Those following this blog might have noticed earlier, that I actually do quite my share of welding, but for as long as TIG is concerned, I am doing mostly stainless. Now with the TR1 engine build I have a situation, where I have to dust off my old aluminium welding knowledge and get to it. In order to do that I had to do a couple of things to get that Stahlwerk 200 AC/DC Puls working as it should.
To be fair and just to get this out of the way, my TIG set isn't the most expensive in the world and with it being an analogue setup, if it weren't for the inverter setup instead of a transformer and the HF-start, I could have been straight out of the 70ies technologically. After doing some welding in the last few days it's actually a whole lot better than I dreaded, but there's a couple of catches to make it work, some of which are down to somewhat insufficient q.c. on the manufacturer's/retailer's site. The following points are therefore not meant to shed a bad light on the machine, but to give you some info on how to professionally do some fault-finding, if it simply doesn't work.
1) If you want to use a footpedal and NOT use it as a on-off switch, turn all the amperage dials on the machine to zero.
2) At least on my footpedal the pedal-stop was stopping the pedal to go all the way down. Actually it was more set up to be around the 50 percent mark.
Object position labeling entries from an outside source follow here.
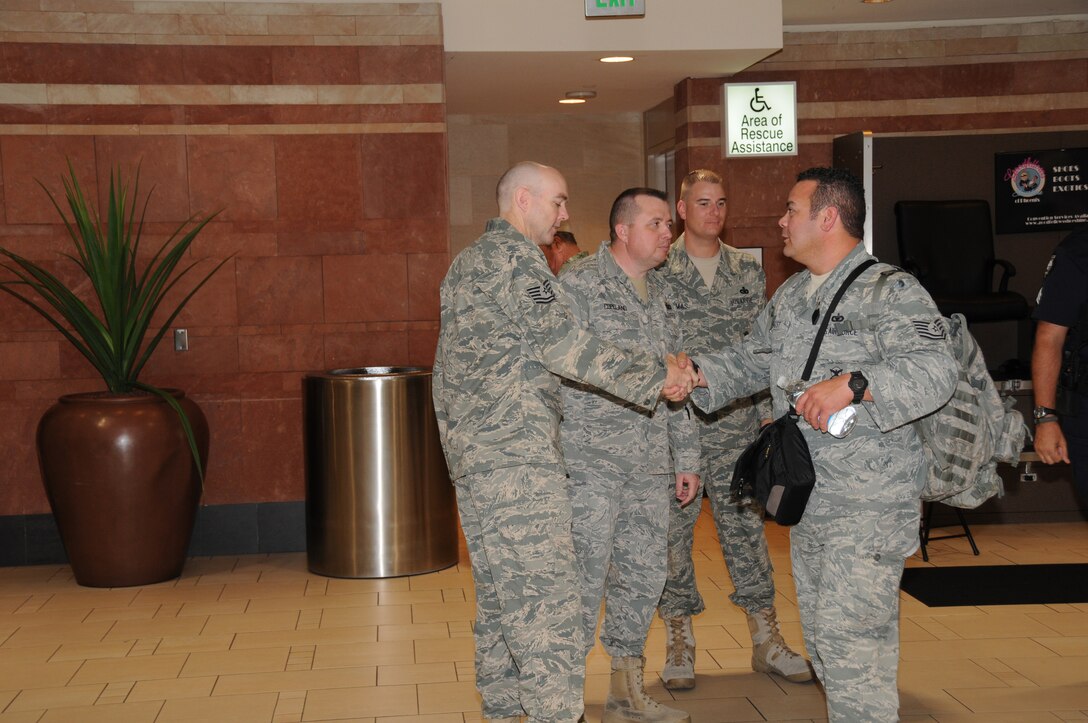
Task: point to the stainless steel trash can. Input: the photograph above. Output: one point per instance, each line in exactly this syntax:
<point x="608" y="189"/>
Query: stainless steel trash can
<point x="379" y="501"/>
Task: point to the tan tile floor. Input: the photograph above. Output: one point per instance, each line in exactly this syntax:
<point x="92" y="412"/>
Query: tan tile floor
<point x="259" y="638"/>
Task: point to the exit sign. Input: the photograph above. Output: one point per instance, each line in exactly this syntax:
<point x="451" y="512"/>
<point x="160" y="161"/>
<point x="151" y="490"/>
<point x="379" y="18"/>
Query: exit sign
<point x="615" y="8"/>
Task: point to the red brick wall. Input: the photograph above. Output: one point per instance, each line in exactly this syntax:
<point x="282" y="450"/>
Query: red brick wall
<point x="322" y="139"/>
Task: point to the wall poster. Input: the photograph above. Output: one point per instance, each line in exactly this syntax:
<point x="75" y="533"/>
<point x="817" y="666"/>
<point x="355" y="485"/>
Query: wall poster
<point x="1040" y="190"/>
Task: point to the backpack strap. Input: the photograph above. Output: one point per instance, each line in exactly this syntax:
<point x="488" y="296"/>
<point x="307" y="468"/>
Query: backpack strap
<point x="827" y="314"/>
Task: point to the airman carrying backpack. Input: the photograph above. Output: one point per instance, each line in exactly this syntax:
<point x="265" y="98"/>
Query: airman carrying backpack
<point x="974" y="431"/>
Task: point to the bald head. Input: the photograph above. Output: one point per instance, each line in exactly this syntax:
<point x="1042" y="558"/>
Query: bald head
<point x="527" y="174"/>
<point x="532" y="197"/>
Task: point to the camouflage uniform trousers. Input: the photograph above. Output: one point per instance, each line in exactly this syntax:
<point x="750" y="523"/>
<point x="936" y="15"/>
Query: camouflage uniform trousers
<point x="528" y="628"/>
<point x="847" y="570"/>
<point x="619" y="541"/>
<point x="742" y="538"/>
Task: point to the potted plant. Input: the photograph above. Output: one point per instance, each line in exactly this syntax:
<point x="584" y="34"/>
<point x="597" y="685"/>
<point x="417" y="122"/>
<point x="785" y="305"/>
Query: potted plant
<point x="123" y="469"/>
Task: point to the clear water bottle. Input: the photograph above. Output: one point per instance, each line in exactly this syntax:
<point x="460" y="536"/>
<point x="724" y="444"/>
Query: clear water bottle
<point x="839" y="424"/>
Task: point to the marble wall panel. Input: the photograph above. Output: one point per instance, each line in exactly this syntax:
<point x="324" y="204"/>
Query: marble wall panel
<point x="163" y="173"/>
<point x="280" y="290"/>
<point x="32" y="159"/>
<point x="404" y="176"/>
<point x="319" y="178"/>
<point x="237" y="175"/>
<point x="366" y="288"/>
<point x="271" y="451"/>
<point x="281" y="352"/>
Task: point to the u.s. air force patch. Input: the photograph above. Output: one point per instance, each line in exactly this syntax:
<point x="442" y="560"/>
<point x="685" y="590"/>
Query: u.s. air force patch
<point x="934" y="329"/>
<point x="542" y="293"/>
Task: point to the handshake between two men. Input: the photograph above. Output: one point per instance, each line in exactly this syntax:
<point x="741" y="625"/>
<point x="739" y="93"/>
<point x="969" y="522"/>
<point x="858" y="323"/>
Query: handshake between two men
<point x="680" y="376"/>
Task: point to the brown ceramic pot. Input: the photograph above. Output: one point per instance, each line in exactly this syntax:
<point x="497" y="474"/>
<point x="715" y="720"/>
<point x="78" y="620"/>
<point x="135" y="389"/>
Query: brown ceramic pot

3) The potentiometer on the footpedal doesn't seem to be perfectly matched with the machine, I can only turn it up to 8-ish or so or it will turn the footpedal into an on-/off-switch again. Only this time it's pedal to metal means full-throttle really.
4) Impulse-amperage can and has to be set at the machine and once it goes over zero in AC-mode, it means that display shows some rather random numbers.
5) If you want to weld AC, make sure pulse is set to off, or the pulse generator will randomly interfere with the HF-start, which makes lighting the arc a bit of a gamble. Once that is covered, the HF-start is really nice.
6) On the subject of AC-welding. The manual explicitly states that in AC-mode the machine can only do 100Hz as max. frequency. Turning the knob to a value higher than that will have the pulse-generator interfering with the welder, resulting in a terribly flickering arc.
7) Pulse-width is marked in "Everlast"-style, displaying "DCEP" or cleaning, i.e. 80 percent on the dial means 80 percent positive or cleaning action.
8) This is slightly more general, but worthwhile to know: Up-slope and down-slope only work in 4T, which basically means: A proper TIG-welder uses a footpedal.
So what's my verdict: It's a proper oldskool machine in the spirit of one of those half-ton lumps that used to clutter workshops in technical colleges and secretly died out many years ago with the advent of modern inverter technology. So if you learned the welding craft on one of those, you'll love it. The arc is nicely stable on even the lowest settings and once you get the hang of it, it truly is quite a good machine to use. To be honest though, there's a few things, I really want in my next machine, which incidentially means, I'll finally go digital on my next TIG set: More than 100Hz in AC-mode (because 150+Hz really makes that arc tighten up), up- and down-slopes working in 2T-mode, multiple wave-forms in AC and pulsing beyond 200Hz in DC mode for working on really thin tubing.